With a sneer, the Mearan reversed his sword to deliver a blow against his fallen foe.
Scrabbling for his sword, Piran’s hand closed around the handle of the dirk Lere Ramsay had dropped only a moment before. Twisting he managed to avoid the downward thrust of the Mearan’s side and before he could recover to thrust again, Piran drove the dagger into his inner calf, below his mail.
Lere Ramsay screamed and then Ardal MacArdry’s sword ended the scream with brutal finality.
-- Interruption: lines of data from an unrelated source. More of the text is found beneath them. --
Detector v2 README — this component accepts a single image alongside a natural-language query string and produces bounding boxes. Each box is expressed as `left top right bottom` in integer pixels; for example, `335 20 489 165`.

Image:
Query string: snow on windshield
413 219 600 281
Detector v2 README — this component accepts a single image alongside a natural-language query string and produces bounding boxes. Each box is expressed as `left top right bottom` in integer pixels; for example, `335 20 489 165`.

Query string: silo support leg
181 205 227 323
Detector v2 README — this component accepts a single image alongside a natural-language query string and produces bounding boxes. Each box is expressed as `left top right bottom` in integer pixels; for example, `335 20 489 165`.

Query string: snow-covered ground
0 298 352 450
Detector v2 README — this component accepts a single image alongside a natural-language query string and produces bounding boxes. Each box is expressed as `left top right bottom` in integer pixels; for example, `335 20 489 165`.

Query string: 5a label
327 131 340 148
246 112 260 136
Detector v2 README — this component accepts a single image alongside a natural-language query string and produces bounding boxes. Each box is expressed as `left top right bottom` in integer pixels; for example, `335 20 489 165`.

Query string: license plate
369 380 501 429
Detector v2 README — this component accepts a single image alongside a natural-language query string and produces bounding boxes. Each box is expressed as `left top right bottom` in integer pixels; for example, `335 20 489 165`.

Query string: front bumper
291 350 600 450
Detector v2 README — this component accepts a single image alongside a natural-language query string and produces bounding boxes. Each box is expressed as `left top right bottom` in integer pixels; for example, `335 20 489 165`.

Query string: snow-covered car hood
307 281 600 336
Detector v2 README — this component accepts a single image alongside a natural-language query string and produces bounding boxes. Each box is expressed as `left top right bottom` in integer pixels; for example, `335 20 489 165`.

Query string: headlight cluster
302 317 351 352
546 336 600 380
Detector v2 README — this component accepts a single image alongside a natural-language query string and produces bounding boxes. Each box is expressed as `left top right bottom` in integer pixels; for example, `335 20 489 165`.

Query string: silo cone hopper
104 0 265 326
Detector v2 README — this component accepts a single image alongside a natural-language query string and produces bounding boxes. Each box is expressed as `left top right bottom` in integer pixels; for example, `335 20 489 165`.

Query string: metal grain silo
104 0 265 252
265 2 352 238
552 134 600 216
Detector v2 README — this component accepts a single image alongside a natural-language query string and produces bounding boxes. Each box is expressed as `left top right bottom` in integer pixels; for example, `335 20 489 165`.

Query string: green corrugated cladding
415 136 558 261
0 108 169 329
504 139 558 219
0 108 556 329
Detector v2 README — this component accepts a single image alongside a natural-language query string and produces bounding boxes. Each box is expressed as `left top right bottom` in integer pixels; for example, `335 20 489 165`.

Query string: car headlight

“That was well done,” Prince Cinhil assured them late in the day. The leading elements of his lancers, having been slowed by the need to carry supplies, had arrived in time to chase the last of the Ramsay men west and away from the fords over the Cleyde. “I’m sorry to hear of Earl Mael’s death, Sir Ardal. It’s my understanding that as his Tanist, you’re also his heir?”
“Aye. M’ cousin was wed but nae children tha’ live as yet.”
“I’m sure my father looks forward to welcoming you as one of his loyal Earls. Surely we need men of your quality upon the border more than ever before.”
The prince turned to Godwyn, Piran and his brother. “Your first battle command, Godwyn, but not the last I hope as nicely as it was dealt with. I understand that Jaron and Sir Piran have served you well.”
“Prince Jaron led our archers, Your Highness. And without Sir Piran’s quick thinking matters could have gone very much less well.”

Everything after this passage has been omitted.